To recap from #5889, simple loops have the following properties:

  1. They are non-reentrant.
  2. They are branchless.
  3. Each repetition matches strings of the same length.
  4. Each capturing group matched in a repetition has the same relative position to the beginning and end of the strings matched by the repetition.

The matcher has always used properties 1 and 2 of such loops. It also took slight advantage of property 3: As a corollary, all repetitions match the empty string iff the first repetition matches the empty string, so the matcher only checked whether the first repetition is empty.

But properties 3 and 4 can be exploited further: If we know that each successful repetition shifts the matched string and the capturing groups by the same distance, we do not have to explicitly store these positions on the stack for unwinding greedy matching but can restore the positions while backtracking by shifting the positions in the other direction by the same amount.

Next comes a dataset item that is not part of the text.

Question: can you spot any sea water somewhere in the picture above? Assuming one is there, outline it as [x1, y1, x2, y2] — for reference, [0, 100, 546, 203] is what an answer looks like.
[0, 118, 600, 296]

As for non-greedy matching, failing to match the next repetition will immediately result in backtracking beyond the first repetition, so we actually do not even have to know the length of the strings matched by each repetition, but only have to allow backtracking to proceed for the first stack frames that were pushed while matching the first repetition.

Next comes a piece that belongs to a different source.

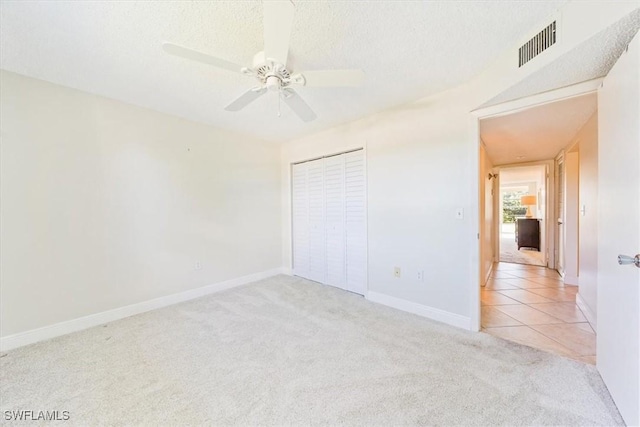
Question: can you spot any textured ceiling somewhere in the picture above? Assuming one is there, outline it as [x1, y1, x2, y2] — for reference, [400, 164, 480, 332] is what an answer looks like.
[480, 93, 598, 166]
[500, 165, 545, 187]
[483, 8, 640, 107]
[0, 0, 565, 140]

At least for greedy matching, though, we can't easily avoid that these stack frames are pushed while matching the next repetition, because they are still needed to restore the match state when backtracking from the last attempted match.

This PR implements that stack frames pushed while matching a repetition are popped afterwards from the stack without any further processing from the second repetition on. Thus, the stack stops growing while the matcher processes the simple loop.

This is probably the most intricate PR since the start of the non-recursive matcher PR, because it keeps tampering with this stack and does not just pop from the stack, but even repeatedly modifies two special stack frames that were pushed earlier while processing the loop's _N_rep and _N_end_rep nodes. However, I believe the performance benefit for simple loops is worth this complication (especially because I hope to extend this optimization to even more loops that are currently not marked simple).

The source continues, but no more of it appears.